IT'S SOMETHING YOU CAN'T LEARN IN SCHOOL – AT 8:11 A.M. ET: No question is asked more in politics today than "What happened to Barack Obama?" Michael Barone, one of our most astute observers, believes that the president simply lacks the "intuition" to govern. From the Washington Examiner:
No president enters office knowing everything he needs to know...
So presidents must rely on something else, something intangible and unquantifiable, in determining what is within the realm of possibility and what is a bridge too far: intuition.
Great leaders have it, though it sometimes fails; failed leaders don't, though their plans sometimes succeed...
...Barack Obama, so far, seems to belong in the second category. Like everyone who gets elected president, he entered office brimming with confidence, convinced he could end the hostility of the Iranian mullahs, Islamist terrorists, the leaders of China and Russia, and the likes of Hugo Chavez.
At least so far, that confidence has proved to be dreamy. Obama now knows their hostility was rooted not just in distaste for George W. Bush's Texas twang but to the fundamental character of the American people.

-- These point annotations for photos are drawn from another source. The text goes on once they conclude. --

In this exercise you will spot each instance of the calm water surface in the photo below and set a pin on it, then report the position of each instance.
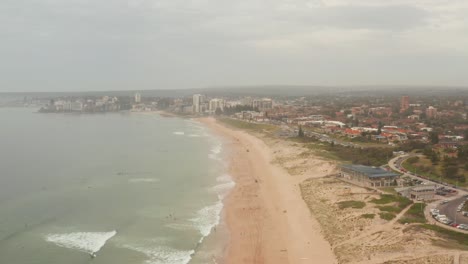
(132, 188)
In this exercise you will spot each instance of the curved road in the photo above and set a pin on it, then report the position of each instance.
(449, 209)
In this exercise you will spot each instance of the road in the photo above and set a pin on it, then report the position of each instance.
(450, 208)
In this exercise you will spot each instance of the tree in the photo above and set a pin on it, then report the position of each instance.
(301, 132)
(434, 137)
(379, 130)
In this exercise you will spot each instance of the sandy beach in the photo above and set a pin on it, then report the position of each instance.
(266, 216)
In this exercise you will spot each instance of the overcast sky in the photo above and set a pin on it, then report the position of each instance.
(74, 45)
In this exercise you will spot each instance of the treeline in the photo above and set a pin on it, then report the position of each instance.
(238, 108)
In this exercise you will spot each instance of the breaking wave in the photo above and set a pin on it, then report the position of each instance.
(163, 255)
(88, 242)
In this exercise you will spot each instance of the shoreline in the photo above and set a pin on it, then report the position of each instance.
(267, 219)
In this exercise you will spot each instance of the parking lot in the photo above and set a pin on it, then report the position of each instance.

A Muslim middle name hasn't made much difference.
And...
At home, Obama, like many others and not just in his own party, believed that economic distress would move Americans to favor government direction of the health care and energy sectors and to support sharply increased federal spending.
That intuition now seems unfounded. As does the intuition that the Senate would pass hugely important legislation on a party-line vote with not one vote to spare.
The intuition needed to whip up an already friendly crowd during a political campaign, and the intuition to govern are two different things. The mainstream media missed that, in part because many journalists today don't believe in intuition. They believe in elite educations as a kind of cure-all for the world's problems.
Having had the privilege of an "elite" education, I can testify that, while a fine thing to have, it doesn't cure anything.
Obama's two predecessors also suffered from failures of intuition. Bill Clinton recovered and got deserved credit for the 1996 welfare reform and the 1997 balanced-budget deal. George W. Bush recovered and deserves credit (though Joe Biden is claiming it now) for the success of the Iraq surge strategy.
Obama too may develop better intuition than he has shown so far. But first he has to acknowledge that a successful presidency requires more than the confidence conferred by a high IQ and fancy degrees.
COMMENT: Barone is on target again. Lincoln had only one year of schooling. FDR was called "featherduster" by some because he was seen as an intellectual lightweight. But both men had superb instincts.
So did Ronald Reagan, who understood the American people, unlike Jimmah Carter, his predecessor.
Again, I don't in any way disparage a fine education. We certainly put a great deal of emphasis on formal education for our daughters. But it just isn't enough, and too many members of our elite classes think it is.